Singling out "religious beliefs" as particularly problematic indicates a
special prejudice against them. 

Someone arguing policy from some basis in a religious anthropology, for
instance, is liable to be differentiated from someone arguing from a
non-religious--maybe a materialist--anthropology. The only neutral
description of the situation is that there are competing first principles
and conflicted rationalities in play. They are structurally identical,
however, and it is only the foreignness or provenance of one that concerns
me, or inclines me to consider it suspect or harmful. If I label it
"religious" or "irreligious" I have committed myself to a position in the
conflict. Often this commitment is made against the "religious" position
while one's neutrality is also averred (usually sincerely) by upholding a
"separate but equal" doctrine.

But the presumption that religion and politics can be separated cleanly or
that there is some legal basis for this--and that they have separate arenas
(the private and the public)--is a myth and a very useful one (to some more
than others) for certain purposes. But if it is mystified as a point of
quasi-religious doctrine itself, it can be demystified--and is has been, to
a good extent. The myth of a public sphere and a political rationality shorn
of religion belongs to an age that may well be passing and is looking rather
shopworn. 

I am surprised that this is not recognized and discussed with intelligence
more among scholars of early modern Europe. But if Ralph Reed strikes a
person as a horribly disturbing or merely loathsome toad, I have to wonder
how well they can possibly understand political actors and the common person
during the bloody confessionalization of Europe. Our nation states and the
rational, neutral public square were in part coping mechanisms and reactions
to religious, political, ethnic, and linguistic pluralism in Europe that
could not be held together once competing factions went to war with each
other.

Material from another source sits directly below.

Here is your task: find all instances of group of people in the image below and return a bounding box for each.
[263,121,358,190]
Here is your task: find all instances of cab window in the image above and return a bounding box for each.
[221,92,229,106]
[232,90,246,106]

And of course individual ethno-national blocs were never completely
politically stable or homogeneous, thereby preserving the potential for new
ruptures and reconfigurations. 

-----Original Message-----
From: David L. Miller [mailto:[log in to unmask]] 
Sent: Sunday, June 19, 2005 4:34 PM
Subject: Re: Olive Branch


Fine with me.  But you're wrong about what I really mean when it comes to
Ralph Reed.  I only care about his religious beliefs when he brings them
into the political arena.  And I'm quite willing to tell any Jew or Muslim
who uses his politics to hateful ends that he's abusing the dignity of a
religous tradition that deserves a far different kind of respect.

>>> [log in to unmask] 6/19/2005 4:24:01 PM >>>
 
In a message dated 6/19/2005 9:09:35 A.M. Pacific Daylight Time,  
[log in to unmask] writes:

Having  got that off my chest, I will offer an olive branch, knowing it
may not  satisfy you.   I do see and hear anti-Christian bias in  the
academy, especially in literary study.  I wouldn't say it's  prevalent or
endemic, but it's there, and it isn't called out the way  less fashionable
kinds of prejudice are.


    OK.  I accept.  Your points about the PTA and  school prayers are also
on 
the mark.
 
   I also acknowledge that the ivory tower crack was not  helpful.
 
       Actually, it really was not my goal to  go off on an angry tangent.
I 
would really rather talk about Shakespeare  or something.